From the ARCADE Issue 34.1 feature section, "Visiting the Past, Desigining the Future: Reflections on Influence." Subscribe to receive ARCADE in print.

Barry Katz Form Follows Function

I am almost embarrassed to confess that none other than the worst cliché in the history of design continues to haunt me. You’ve heard it before, and here it comes again:

Form follows function.

I do not resurrect this tired homily because it’s true — in fact, hardly anyone has been able to give a cogent explanation of what it even means. But therein lies its power to perplex and provoke.

The phrase seems to have its origins in the fevered brain of Horatio Greenough who, in his intemperate 1843 essay, “American Architecture,” called for “the adaptation of forms to function.” It was picked up a generation later by Louis Sullivan in his famous treatise “The Tall Office Building Artistically Considered”: “It is the pervading law of all things organic and inorganic,” he thundered, “of all things physical and metaphysical, of all things human and all things superhuman … that form ever follows function. This is the law.”

This irresistible catchphrase, with all its moral, spiritual and legal overtones (“This is the law!”), continued to rumble across the 20th century with barely a dissenting voice: It can be heard in Adolph Loos’s indictment of the criminality of ornament; in the Bauhaus campaign for a “rationalist” aesthetic; and in the modern movement’s insistence that — whether in architecture or typography or furniture — how a thing looks should be the “honest” expression of what a thing does. At some point, it was even sanctified with a name: functionalism.

Betraying my roots in ’60s counterculture, I am reminded of Abbie Hoffman’s dictum: “All isms should become wasms.” Is it time, finally, to put this one to rest? To dethrone the titans of functionalism, or at least add some substance to what Reyner Banham, in Theory and Design in the First Machine Age, impishly dismissed as “Louis Sullivan’s empty jingle”? “Functionalism,” as Banham wrote in 1960, “may have a certain austere nobility, but it is poverty-stricken symbolically.” Surely we are ready for a new set of symbols.
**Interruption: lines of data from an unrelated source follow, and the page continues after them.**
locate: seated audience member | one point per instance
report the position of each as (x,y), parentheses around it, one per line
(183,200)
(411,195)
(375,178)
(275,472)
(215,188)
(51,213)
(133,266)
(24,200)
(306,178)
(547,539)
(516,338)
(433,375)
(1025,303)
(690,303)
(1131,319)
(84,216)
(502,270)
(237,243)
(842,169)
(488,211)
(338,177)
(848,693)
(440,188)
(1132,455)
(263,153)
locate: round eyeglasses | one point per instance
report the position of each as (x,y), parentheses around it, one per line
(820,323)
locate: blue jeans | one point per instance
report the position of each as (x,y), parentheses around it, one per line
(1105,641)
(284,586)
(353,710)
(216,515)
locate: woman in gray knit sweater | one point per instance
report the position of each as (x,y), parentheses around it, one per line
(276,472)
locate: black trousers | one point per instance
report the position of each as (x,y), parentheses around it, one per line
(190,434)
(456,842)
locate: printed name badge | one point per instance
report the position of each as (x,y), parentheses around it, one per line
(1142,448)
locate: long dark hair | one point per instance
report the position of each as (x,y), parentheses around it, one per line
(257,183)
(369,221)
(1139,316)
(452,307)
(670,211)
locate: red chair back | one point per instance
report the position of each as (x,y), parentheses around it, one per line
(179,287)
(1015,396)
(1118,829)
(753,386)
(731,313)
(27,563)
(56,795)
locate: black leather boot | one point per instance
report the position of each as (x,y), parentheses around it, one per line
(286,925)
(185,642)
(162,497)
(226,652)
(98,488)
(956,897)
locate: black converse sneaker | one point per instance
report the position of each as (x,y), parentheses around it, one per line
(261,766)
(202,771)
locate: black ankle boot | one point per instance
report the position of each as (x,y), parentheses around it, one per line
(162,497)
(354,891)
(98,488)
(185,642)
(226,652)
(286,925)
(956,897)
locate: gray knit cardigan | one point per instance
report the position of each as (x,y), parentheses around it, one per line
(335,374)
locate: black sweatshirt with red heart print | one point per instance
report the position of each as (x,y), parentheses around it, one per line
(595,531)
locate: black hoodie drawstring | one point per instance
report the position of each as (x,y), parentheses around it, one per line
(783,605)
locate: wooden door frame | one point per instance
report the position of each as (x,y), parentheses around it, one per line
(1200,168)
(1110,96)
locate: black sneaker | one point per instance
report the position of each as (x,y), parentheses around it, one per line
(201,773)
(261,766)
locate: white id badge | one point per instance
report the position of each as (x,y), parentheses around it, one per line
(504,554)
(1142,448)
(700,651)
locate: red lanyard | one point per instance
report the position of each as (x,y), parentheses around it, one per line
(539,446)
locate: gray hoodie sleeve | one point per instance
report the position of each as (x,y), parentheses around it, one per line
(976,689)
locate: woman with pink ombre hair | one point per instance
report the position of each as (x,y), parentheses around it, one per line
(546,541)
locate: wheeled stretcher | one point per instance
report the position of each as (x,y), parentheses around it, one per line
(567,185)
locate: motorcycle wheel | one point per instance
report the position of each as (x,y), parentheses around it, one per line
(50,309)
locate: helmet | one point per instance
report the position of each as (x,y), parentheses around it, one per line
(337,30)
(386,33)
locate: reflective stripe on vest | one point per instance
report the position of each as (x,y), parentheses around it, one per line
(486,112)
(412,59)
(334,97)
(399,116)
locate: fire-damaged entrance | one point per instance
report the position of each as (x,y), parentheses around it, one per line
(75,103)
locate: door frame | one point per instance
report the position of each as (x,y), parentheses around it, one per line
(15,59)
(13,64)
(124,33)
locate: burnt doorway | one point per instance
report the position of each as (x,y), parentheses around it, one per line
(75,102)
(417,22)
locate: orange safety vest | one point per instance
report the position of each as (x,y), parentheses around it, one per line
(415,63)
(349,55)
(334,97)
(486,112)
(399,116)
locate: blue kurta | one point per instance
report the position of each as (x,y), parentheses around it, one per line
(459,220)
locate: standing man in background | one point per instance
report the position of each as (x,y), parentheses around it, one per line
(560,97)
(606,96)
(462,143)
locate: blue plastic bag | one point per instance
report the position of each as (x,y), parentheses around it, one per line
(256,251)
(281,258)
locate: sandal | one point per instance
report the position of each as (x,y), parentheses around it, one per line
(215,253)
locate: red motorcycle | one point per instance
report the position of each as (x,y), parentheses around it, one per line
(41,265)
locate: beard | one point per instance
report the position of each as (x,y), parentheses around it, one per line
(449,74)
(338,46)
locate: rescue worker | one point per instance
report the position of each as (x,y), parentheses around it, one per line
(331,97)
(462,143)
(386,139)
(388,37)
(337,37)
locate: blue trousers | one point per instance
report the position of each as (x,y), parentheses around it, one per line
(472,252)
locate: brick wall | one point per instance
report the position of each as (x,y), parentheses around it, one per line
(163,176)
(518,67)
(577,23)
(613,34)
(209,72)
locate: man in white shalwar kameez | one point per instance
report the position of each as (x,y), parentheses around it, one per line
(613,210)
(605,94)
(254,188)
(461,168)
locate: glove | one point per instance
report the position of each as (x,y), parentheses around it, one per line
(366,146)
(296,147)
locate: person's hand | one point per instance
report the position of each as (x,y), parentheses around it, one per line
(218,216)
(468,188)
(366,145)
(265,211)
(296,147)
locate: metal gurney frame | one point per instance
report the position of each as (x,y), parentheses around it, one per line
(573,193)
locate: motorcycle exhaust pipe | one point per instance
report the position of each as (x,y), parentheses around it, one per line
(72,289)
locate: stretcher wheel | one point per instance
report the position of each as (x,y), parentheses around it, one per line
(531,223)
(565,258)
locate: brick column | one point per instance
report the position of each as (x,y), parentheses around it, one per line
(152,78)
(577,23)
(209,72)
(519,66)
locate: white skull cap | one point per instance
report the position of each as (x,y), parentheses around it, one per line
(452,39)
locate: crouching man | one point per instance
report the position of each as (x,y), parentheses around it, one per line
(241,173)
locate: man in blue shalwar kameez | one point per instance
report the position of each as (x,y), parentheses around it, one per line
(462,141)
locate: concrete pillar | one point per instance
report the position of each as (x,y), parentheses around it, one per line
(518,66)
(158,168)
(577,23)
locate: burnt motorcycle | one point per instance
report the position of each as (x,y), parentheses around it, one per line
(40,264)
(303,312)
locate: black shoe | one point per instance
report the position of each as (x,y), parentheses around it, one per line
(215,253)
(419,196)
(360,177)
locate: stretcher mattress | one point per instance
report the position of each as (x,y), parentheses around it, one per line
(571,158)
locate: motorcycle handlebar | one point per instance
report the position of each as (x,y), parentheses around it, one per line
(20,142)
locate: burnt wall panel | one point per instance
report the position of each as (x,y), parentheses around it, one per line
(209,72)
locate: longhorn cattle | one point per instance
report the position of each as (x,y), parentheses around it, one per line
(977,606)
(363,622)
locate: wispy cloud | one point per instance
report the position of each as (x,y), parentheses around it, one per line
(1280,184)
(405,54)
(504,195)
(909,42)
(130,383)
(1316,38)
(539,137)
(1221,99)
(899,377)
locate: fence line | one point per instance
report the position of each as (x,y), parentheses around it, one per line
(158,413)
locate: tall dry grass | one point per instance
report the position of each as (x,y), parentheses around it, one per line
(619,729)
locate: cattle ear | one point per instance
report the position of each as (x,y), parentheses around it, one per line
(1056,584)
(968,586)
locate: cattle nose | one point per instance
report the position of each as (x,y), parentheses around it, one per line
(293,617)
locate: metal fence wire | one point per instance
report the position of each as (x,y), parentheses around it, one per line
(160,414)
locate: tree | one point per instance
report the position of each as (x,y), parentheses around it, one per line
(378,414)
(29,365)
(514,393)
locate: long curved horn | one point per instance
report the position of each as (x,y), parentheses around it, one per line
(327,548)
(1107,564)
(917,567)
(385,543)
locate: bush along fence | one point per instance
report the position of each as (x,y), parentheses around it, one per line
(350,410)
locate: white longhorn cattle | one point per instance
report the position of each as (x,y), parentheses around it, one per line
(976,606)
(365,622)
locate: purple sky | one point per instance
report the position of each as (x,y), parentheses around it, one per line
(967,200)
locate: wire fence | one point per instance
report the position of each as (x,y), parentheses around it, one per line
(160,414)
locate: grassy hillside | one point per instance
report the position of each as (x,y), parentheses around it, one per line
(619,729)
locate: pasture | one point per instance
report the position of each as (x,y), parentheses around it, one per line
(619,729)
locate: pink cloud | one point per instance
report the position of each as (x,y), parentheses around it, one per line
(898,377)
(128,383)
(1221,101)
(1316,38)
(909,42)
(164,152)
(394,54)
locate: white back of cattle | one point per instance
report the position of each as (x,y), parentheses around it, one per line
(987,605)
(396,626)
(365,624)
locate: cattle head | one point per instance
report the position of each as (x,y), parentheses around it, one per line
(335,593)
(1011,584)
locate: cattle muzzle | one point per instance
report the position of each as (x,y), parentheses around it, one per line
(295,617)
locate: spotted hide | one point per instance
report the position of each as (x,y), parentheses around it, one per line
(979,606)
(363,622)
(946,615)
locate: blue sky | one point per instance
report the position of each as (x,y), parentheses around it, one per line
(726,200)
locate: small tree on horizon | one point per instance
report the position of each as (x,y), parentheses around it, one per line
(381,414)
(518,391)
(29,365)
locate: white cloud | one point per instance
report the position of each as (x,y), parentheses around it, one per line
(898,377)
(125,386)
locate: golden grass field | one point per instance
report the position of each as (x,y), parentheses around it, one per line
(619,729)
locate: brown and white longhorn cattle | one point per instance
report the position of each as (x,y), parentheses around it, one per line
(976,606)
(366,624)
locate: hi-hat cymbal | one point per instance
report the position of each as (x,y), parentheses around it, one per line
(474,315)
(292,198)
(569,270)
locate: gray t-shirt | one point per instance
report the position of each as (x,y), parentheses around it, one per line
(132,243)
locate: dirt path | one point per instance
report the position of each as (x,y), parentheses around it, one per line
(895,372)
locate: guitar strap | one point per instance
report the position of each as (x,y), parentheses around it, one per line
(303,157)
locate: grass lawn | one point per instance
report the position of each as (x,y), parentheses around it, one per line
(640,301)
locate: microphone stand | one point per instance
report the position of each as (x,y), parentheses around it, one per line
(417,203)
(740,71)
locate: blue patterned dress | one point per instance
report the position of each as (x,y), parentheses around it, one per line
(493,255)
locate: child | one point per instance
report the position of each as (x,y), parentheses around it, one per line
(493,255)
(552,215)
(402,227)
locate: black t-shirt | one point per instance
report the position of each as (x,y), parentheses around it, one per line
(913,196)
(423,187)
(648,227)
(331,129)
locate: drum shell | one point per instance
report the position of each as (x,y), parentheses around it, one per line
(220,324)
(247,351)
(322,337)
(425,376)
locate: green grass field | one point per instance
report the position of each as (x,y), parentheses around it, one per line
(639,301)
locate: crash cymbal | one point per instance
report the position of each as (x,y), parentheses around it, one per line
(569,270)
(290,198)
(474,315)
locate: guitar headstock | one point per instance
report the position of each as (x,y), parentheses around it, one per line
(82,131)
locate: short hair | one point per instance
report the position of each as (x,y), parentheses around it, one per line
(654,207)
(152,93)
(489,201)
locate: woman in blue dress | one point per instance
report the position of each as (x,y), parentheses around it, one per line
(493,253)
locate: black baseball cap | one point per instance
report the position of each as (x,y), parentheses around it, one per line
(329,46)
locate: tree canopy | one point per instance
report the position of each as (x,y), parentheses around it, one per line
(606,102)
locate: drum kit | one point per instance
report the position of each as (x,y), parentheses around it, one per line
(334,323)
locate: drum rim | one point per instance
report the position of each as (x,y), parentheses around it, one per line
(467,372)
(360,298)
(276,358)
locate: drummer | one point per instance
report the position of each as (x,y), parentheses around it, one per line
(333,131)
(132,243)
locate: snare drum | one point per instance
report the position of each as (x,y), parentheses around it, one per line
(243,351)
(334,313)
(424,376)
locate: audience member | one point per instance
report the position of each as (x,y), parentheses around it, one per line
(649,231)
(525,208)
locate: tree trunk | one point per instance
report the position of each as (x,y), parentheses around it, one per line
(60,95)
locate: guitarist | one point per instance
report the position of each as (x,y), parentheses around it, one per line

There is certainly a point to the functionalist ethos of legibility, simplicity and honesty. But the heresies of an earlier age can easily become the orthodoxies of a later one, and the notion that “form ever follows function” may be a case in point. Consider an electrical appliance, circa 1935: it likely consisted of a shell wrapped around an assemblage of heating coils, speakers or a motor. For all the infinite varieties that a table radio or an electric fan might take, at the end of the day these appliances tended to converge around common physical languages. Indeed, it can plausibly be argued that the profession of industrial design arose precisely to impart some formal variety to functionally interchangeable products.

But what happens, we might reasonably ask, when society submits to the regime of the microprocessor? When a device is bristling with sensors and arfids and QR codes and its power plant is no longer a bulky electric motor but a chip that can fit comfortably on the tip of one’s finger? What is the objective form that expresses the function of a smartphone or a dashcam or the Bluetooth-enabled fitness monitor embedded in your shoe? Form, it would seem, becomes subject to an entirely different set of determinants: The body? The soul? The state?

We are sailing into new and uncharted waters, and our analog past would seem to offer little guidance to our digital future. But still, it will not go away, that “empty jingle,” that mesmerizing mantra of modernism: form follows function. What it invites — what it demands — is a renewed introspection into the relationships between ourselves and our things.

What, really, are we expecting of our products? Our spaces? Our visual images? As objects find their way into ever more intimate zones of human experience, commanded by voice and gesture and even brain waves, as they disappear into a vaporous electronic cloud, does it still make sense for us to relate to them as objects at all? Or have we crossed the great divide separating person and product and entered fully into what Bruno Latour calls “the conjoined networks of human and nonhuman actants?”

If so, then the 19th century demand that form follow function may in fact take on a new relevance. We just need to figure out what that function is.